Ekonomik hayatta çocuk emeğinin kullanımının yaygınlığı, toplumların gelişme düzeyini gösteren önemli bir sosyo-ekonomik göstergedir (Baştaymaz, 1998: 61). Çocuk işgücü kullanımını doğuran en önemli neden yoksulluktur. Ülkemizde çocuklar, ucuz işgücü olarak görülmekte ve bu nedenle de özellikle kırsal bölgelerde yaygın olarak çalıştırılmaktadır. DİE'nün 1994 yılındaki Çocuk İşgücü Anketi'nde, hanehalkı reislerinin %84'ü çocuklarını okula göndermek istediklerini belirtmişlerdir (Çolak, 1999: 12-13). Bu, kötü yönetilen ekonominin faturasının düşük gelirli ailelere ve onların çocuklarına çıkarıldığının "acı" bir göstergesidir.
Sonuç ve Öneriler
Dünyadaki ve ülkemizdeki uygulamalara bakıldığında iş yasalarının ve UÇÖ'nün düzenlemelerinin az gelişmiş ve gelişmekte olan ülkelerdeki çalışma koşullarının iyileştirilmesinde yeterince etkili olamadığı görülmektedir. Dolayısıyla, sivil insiyatiflerin ve proaktif yaklaşımların öne çıktığı günümüzde, yasal düzenlemelerin ve kontrollerin ötesinde, (ISO standartlarında ve genel olarak TKY çabalarında da olduğu gibi) ilgili kesimlerin gönüllü katılımını öngören çabaların gerekliliği anlaşılmış bulunmaktadır.

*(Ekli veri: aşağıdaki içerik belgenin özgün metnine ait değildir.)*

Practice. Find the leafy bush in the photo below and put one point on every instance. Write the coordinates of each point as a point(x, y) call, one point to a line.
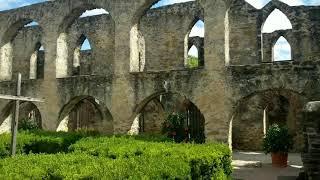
point(82, 166)
point(125, 157)
point(40, 142)
point(205, 161)
point(277, 139)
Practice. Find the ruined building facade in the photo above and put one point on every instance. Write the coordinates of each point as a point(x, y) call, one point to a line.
point(138, 56)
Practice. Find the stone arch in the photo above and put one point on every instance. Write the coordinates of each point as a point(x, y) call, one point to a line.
point(137, 47)
point(98, 117)
point(29, 112)
point(255, 112)
point(270, 7)
point(197, 41)
point(273, 49)
point(63, 64)
point(281, 14)
point(264, 40)
point(79, 55)
point(37, 61)
point(6, 51)
point(171, 102)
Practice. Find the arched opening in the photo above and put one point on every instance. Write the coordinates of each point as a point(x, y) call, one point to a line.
point(277, 20)
point(82, 57)
point(7, 49)
point(85, 112)
point(155, 44)
point(257, 112)
point(194, 42)
point(68, 58)
point(37, 60)
point(193, 57)
point(281, 50)
point(197, 30)
point(153, 116)
point(29, 117)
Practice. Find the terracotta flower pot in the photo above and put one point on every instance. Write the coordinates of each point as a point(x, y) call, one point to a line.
point(279, 159)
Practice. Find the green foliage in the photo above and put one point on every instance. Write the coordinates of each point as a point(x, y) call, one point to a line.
point(174, 127)
point(277, 139)
point(193, 62)
point(82, 166)
point(40, 142)
point(205, 160)
point(116, 157)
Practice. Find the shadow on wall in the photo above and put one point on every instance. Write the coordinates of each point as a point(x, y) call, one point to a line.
point(85, 112)
point(255, 113)
point(152, 113)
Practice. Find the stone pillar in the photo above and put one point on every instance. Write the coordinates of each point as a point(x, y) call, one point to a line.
point(311, 154)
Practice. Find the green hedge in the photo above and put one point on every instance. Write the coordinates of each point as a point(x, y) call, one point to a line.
point(205, 160)
point(40, 142)
point(82, 166)
point(125, 157)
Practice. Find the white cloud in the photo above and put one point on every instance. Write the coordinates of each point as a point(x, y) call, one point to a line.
point(198, 29)
point(282, 50)
point(276, 21)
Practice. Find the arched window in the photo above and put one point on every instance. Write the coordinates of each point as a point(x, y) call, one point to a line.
point(85, 45)
point(65, 64)
point(194, 53)
point(193, 57)
point(7, 65)
point(277, 20)
point(197, 30)
point(37, 63)
point(81, 54)
point(282, 50)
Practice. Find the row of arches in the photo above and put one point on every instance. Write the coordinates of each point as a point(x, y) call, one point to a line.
point(68, 60)
point(194, 54)
point(252, 116)
point(88, 113)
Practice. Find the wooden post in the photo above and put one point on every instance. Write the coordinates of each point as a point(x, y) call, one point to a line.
point(265, 119)
point(15, 120)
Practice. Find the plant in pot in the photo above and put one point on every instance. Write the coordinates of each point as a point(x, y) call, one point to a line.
point(278, 142)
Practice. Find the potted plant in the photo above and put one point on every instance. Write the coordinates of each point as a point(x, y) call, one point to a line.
point(278, 142)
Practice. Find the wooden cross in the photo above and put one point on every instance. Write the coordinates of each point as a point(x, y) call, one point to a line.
point(14, 123)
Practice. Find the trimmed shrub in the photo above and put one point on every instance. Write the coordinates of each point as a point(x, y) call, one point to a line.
point(40, 142)
point(111, 158)
point(82, 166)
point(205, 160)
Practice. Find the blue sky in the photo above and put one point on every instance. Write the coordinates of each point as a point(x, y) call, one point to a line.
point(282, 48)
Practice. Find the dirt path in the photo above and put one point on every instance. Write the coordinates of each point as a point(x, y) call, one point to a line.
point(257, 166)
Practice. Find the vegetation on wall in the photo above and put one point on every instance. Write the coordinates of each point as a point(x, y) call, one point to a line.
point(193, 62)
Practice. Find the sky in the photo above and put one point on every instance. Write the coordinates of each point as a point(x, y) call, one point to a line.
point(277, 20)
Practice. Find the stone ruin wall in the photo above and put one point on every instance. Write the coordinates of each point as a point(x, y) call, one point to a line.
point(235, 72)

SA 8000, çocuk işgören çalıştırılmasının önüne geçilmesinde; sendikal hakların iyileştirilmesinde ve sendikalılaşma oranının yükseltilmesinde; çalışma saatlerinin iyileştirilmesinde; düşük ücretlerin insan onuruna yakışır bir seviyeye çıkarılmasında; sağlık ve güvenlik konularında olumlu gelişmelerin sağlanabilmesinde, ülkemiz gibi gelişmekte olan ülkeler için önemli işlevler görecek önemli bir standarttır. Sendikaların ve işletmelerin bu yöndeki çabalarına büyük bir ivme kazandıracağına inandığımız SA 8000 Standardı en kısa zamanda ülkemizde uygulanmaya ve yaygınlaştırılmaya başlanmalıdır.